Dessert “White Snow”! I bake it every year for Christmas – everyone loves it!
Dessert “White Snow” - delicacy in every spoonful (or a Christmas sweet that is always well received).
Today we are preparing a true winter treat: a delicate coconut mousse with chocolate sponge cake and a Nutella heart.
A dessert that melts in your mouth, looks like a snowball, and seems straight out of a Christmas fairytale. Easy to prepare, yet a real showstopper – just the thing for the festive table!
Let's bake together – I promise you, this recipe will become your favorite!
🗒️ Ingredients and preparation:
🍫 Chocolate sponge cake:
80 g flour.
15 g cocoa powder.
1 tsp baking powder.
A pinch of salt.
Stir everything until smooth.
2 eggs (medium size, room temperature).
Vanilla sugar ½ tsp (optional).
Sugar 80 g.
Beat with a mixer for 5-6 minutes.
The mass becomes lighter in color and more viscous, and increases in size by 2 to 3 times.
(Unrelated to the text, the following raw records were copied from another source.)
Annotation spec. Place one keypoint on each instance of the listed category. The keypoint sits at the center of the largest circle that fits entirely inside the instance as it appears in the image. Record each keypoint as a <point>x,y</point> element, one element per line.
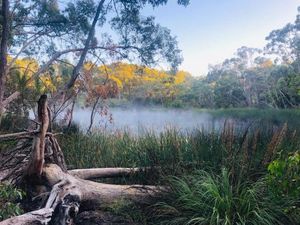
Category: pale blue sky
<point>208,31</point>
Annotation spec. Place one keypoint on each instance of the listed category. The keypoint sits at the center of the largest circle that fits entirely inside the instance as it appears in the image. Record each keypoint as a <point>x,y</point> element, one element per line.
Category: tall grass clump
<point>206,198</point>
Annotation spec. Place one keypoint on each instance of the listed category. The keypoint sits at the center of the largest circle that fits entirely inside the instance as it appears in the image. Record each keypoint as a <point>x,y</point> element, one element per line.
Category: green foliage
<point>284,176</point>
<point>9,197</point>
<point>205,198</point>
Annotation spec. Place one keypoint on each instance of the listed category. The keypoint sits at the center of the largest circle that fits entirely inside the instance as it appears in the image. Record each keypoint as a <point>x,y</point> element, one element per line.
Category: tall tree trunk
<point>3,53</point>
<point>87,44</point>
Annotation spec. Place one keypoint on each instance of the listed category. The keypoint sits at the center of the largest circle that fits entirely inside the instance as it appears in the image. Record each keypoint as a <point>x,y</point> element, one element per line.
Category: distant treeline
<point>264,78</point>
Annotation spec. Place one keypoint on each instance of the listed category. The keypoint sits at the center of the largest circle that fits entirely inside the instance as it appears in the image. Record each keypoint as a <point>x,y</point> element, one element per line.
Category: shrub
<point>205,198</point>
<point>9,197</point>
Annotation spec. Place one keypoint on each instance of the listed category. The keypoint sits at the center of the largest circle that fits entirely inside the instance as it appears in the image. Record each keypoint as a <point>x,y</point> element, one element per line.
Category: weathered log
<point>38,217</point>
<point>94,173</point>
<point>99,193</point>
<point>23,135</point>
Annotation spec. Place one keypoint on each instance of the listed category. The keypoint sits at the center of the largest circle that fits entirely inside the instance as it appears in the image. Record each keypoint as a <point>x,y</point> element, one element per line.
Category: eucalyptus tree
<point>104,30</point>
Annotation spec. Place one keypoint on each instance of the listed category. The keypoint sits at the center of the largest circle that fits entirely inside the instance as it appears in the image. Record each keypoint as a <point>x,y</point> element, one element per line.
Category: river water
<point>138,120</point>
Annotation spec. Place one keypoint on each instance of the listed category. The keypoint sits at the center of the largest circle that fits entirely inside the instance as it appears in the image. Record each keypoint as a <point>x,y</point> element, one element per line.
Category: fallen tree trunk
<point>37,163</point>
<point>94,173</point>
<point>38,217</point>
<point>99,193</point>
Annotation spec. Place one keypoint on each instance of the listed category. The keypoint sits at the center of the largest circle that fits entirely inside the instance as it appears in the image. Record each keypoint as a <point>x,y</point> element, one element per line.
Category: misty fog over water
<point>138,120</point>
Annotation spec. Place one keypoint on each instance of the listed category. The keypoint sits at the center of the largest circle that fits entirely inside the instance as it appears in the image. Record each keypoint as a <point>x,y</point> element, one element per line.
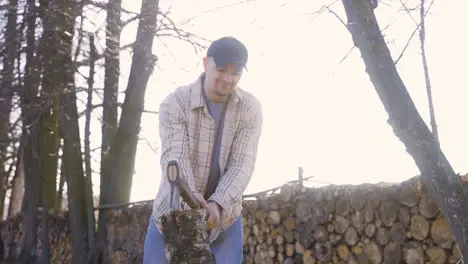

Odorless vegetable oil 40 ml.
40 ml of milk (room temperature).
Sift half of the dry ingredients.
Stir carefully from the bottom up so that the egg mixture remains nice and loose.
Sift the remaining dry ingredients.
Line a baking tray with baking paper.
The baking sheet should be 15 x 25 cm in size.
Bake in a preheated oven at 170 °C (340 °F) for 13-15 minutes.
Remove from the oven.
After 2-3 minutes, turn out onto a cooling rack and remove the baking paper.
Allow to cool to room temperature.
Cut out shapes using a glass or a round cookie cutter.
🥥 Coconut mousse:
40 ml of water.
7 g of gelatin.
Mix until smooth.
Let it soak for 7-10 minutes.
500 g whipping cream (33–36%).
80 g icing sugar.
Hit while standing.
40g desiccated coconut.
Melt the gelatin in the microwave for a few seconds.
Stir in some of the whipped cream to equalize the temperature of the gelatin.
Mix everything well.
Fill the molds halfway with coconut mousse.
Smooth it out a little with a spoon if necessary.
100–150 g Nutella (or chocolate-nut paste).
Cover with coconut mousse.
Place round sponge cake bases on top.
Flatten slightly.
Freeze for 2-3 hours until the mixture is completely frozen.
This dessert can be stored in the freezer (-18 °C) for up to 1 month.
Remove the dessert from the mold. Let it thaw for 15–30 minutes. Sprinkle with dried coconut flakes.
Just look how delicate it is inside – fluffy sponge cake, light coconut mousse, and fragrant chocolate filling. This dessert keeps in the freezer for up to a month and tastes like it's freshly made.